Brotli is a newer algorithm specifically designed to perform well for typical HTTP content (like HTML), but is much slower than gzip for modest gains in compression ratio. (It is designed for content to be pre-compressed rather than compressed on demand.)
SDCH (an experimental delta-compression algorithm) is not supported.
HTTP compression is enabled by default. To disable compression on an Ingress,
set the ingress.kubernetes.io/compress-enable annotation to "false":
metadata:
annotations:
ingress.kubernetes.io/compress-enable: "false"
HTTP compression is only used for certain file types. It doesn't make sense to compress images, for example, since common image file formats already include compression, and a second layer of compression would only waste CPU cycles without any reduction in file size.
By default, the following content types are compressed:
text/csstext/x-componenttext/plainfont/opentypeimage/svg+xmlimage/x-iconapplication/atom+xmlapplication/rss+xmlapplication/javascriptaplication/x-javascriptapplication/jsonapplication/vnd.ms-fontobjectapplication/x-font-ttfapplication/x-web-app-manifest+json
This is a reasonable default list for most sites, but if you want to provide
your own list, set the ingress.kubernetes.io/compress-types annotation:
metadata:
annotations:
ingress.kubernetes.io/compress-types: "test/css application/javascript application/vnd.my-special-type"
HTTP compression and caching
TS always fetches uncompressed documents from the origin server (the application), and stores uncompressed pages in its cache. If the client requests a compressed response, the document is compressed on the fly while sending it to the client.
This avoids a common problem with caching based on the value of the
Accept-Encoding header (e.g. using Vary): if a compressed version of the
document is cached, and the client requests an uncompressed version, TS will go
to the origin to fetch the new version.
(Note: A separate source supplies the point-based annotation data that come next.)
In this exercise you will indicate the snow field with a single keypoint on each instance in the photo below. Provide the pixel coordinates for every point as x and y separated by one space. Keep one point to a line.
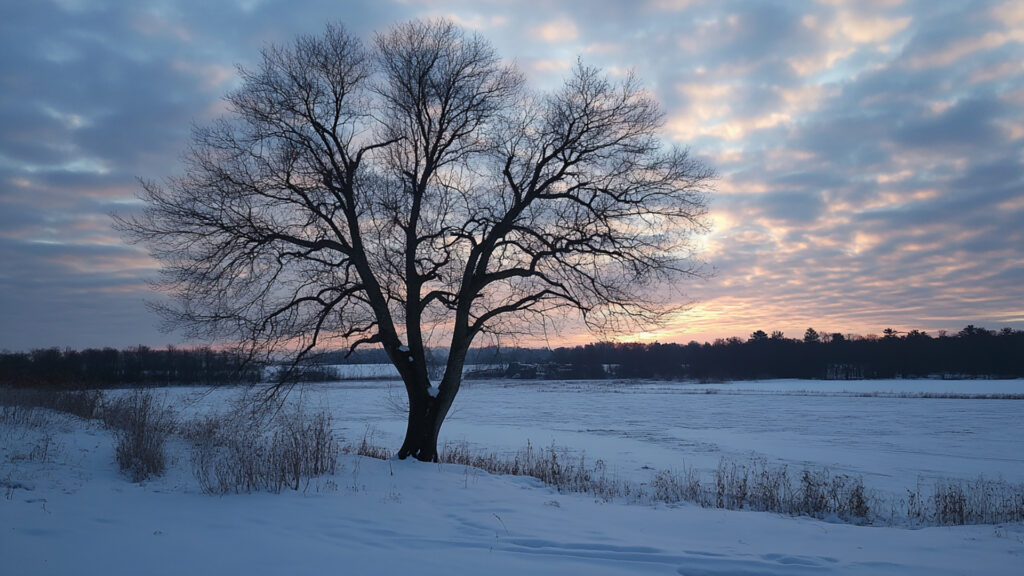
73 512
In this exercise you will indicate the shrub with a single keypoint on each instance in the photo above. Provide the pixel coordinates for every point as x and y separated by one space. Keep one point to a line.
83 403
142 426
235 453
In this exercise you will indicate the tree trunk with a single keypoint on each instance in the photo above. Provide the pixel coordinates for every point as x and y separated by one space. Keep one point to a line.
425 419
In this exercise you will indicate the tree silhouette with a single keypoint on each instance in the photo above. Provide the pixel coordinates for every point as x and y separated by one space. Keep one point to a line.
380 195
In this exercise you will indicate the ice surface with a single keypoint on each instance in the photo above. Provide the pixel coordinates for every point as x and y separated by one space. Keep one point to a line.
892 441
75 513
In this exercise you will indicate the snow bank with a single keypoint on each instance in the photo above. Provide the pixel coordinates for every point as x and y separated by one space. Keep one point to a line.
72 512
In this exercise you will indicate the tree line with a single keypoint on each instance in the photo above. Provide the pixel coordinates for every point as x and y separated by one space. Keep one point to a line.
971 353
110 367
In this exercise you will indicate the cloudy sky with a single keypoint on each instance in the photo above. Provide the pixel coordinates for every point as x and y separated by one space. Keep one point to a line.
870 153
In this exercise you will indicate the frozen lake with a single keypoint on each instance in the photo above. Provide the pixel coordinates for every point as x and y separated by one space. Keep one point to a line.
893 433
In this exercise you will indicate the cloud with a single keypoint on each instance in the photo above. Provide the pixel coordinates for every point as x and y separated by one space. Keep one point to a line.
871 154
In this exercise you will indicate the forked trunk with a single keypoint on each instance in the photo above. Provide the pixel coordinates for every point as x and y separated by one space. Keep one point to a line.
425 419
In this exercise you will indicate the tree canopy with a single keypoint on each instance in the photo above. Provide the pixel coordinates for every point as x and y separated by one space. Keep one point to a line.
391 193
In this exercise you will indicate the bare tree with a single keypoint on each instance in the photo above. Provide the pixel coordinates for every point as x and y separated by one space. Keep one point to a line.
380 195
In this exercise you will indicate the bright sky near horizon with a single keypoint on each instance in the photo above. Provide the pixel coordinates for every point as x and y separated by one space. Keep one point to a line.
870 153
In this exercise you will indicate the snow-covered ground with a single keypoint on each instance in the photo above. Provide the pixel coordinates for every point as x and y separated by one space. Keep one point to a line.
67 509
893 440
73 512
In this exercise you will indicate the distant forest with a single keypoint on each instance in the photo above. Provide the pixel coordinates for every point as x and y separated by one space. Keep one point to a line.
973 353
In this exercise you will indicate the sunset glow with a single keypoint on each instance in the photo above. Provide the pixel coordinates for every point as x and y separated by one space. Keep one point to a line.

If the page has changed and not been
purged in the mean time, this can lead to different version of the document
being returned depending on whether the client supports compression, leading
to strange and difficult to debug problems.
The disadvantage of this method is that it increases TS CPU usage; this may
become an issue if you are serving a lot of traffic (several hundred Mbits/sec
or more). If this is an issue for you, you can disable compression on the
Ingress, and return compressed responses from your application instead, using
Vary: Accept-Encoding.
We may implement a more efficient compression mechanism (likely a hybrid of these two options) in a future release.
HTTP compression and TLS BREACH
Document types that commonly contain sensitive content (such as text/html)
are not included on the default compression list. This is because compressing
those content types can leave applications open to the TLS
BREACH attack, allowing plaintext page
content (such as CSRF tokens) to be recovered from encrypted data.
If you add these content types to the compress-types list, especially
text/html, you must ensure your application is not affected; for example if
your application:
- does not include sensitive data in the page body;
- does not use TLS and is therefore insecure anyway;
- includes sensitive data in the page body, but does so in a way specifically designed to resist attack via BREACH (for example, Django version 1.10 or newer).
If you are not certain that your application meets at least one of these requirements, you should not enable compression of HTML.
There are methods to mitigate BREACH in the proxy layer, for example "length hiding", which obfuscates the length of the returned document by appending random comment data to the HTML. We may implement this in a future version if there is any user demand for it.